The relationship between this south Alabama community and the boll weevil is long and storied. During the early 1900s, the big cash crop in the area was cotton. Then the boll weevil, which feeds almost exclusively on cotton, migrated from Mexico and devastated the cotton industry and communities across the South that relied on the commodity to fuel the local economy.
After battling the beetle for several years, some growers in Coffee County and surrounding areas turned to growing peanuts in hopes of avoiding financial ruin. The decision to diversify was fortuitous in more ways than one. By 1919, when the boll weevil plague was reaching its peak in other areas of the South, Coffee County was the largest producer of peanuts in the country. It also later became the first county in the region to produce peanut oil.

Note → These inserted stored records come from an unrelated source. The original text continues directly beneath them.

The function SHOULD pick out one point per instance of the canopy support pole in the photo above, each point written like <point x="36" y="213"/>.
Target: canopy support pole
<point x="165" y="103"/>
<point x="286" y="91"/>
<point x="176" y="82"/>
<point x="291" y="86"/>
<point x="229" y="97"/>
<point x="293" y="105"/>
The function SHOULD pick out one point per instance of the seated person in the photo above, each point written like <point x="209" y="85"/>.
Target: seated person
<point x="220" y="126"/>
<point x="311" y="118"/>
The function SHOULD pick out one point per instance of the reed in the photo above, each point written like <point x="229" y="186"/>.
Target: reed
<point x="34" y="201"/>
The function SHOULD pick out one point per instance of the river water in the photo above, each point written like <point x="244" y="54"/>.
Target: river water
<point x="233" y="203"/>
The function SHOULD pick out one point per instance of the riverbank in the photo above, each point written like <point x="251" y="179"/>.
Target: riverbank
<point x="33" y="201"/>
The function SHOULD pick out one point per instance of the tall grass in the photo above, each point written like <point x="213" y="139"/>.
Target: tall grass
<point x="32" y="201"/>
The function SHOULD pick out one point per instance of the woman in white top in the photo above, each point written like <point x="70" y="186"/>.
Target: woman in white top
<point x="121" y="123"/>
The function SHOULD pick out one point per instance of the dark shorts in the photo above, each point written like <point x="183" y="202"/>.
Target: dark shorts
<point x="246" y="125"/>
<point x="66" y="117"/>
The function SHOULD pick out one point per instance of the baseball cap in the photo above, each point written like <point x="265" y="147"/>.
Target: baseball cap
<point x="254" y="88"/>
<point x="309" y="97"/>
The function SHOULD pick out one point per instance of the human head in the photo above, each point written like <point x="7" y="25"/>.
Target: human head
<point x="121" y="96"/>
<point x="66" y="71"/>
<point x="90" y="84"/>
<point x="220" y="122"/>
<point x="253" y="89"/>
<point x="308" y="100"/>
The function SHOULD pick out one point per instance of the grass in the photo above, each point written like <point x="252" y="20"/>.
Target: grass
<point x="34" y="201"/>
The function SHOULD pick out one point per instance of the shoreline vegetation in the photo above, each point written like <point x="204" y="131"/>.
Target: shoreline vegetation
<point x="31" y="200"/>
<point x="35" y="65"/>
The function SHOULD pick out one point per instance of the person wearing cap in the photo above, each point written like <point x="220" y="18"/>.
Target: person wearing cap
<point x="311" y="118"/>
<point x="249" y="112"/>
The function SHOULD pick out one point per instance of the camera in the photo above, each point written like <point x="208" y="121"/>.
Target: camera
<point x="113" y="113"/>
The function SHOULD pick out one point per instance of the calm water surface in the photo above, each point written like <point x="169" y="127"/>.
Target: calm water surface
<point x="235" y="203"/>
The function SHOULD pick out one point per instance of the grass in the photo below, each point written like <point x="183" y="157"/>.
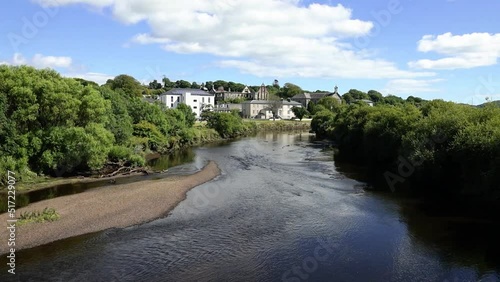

The move beyond cotton was so beneficial, the citizens of Enterprise in 1919 erected a monument to the boll weevil, recognizing its contribution toward improving the community.
Today, visitors to Enterprise can visit the original boll weevil statue and tour Weevil Way, recognizing the pest that this community venerates.
“It is our hope that one day, we will see a boll weevil on every corner, said Enterprise Mayor Bill Cooper. “We appreciate Alabama Power honoring their linemen and enhancing our community with their very own boll weevil statue.”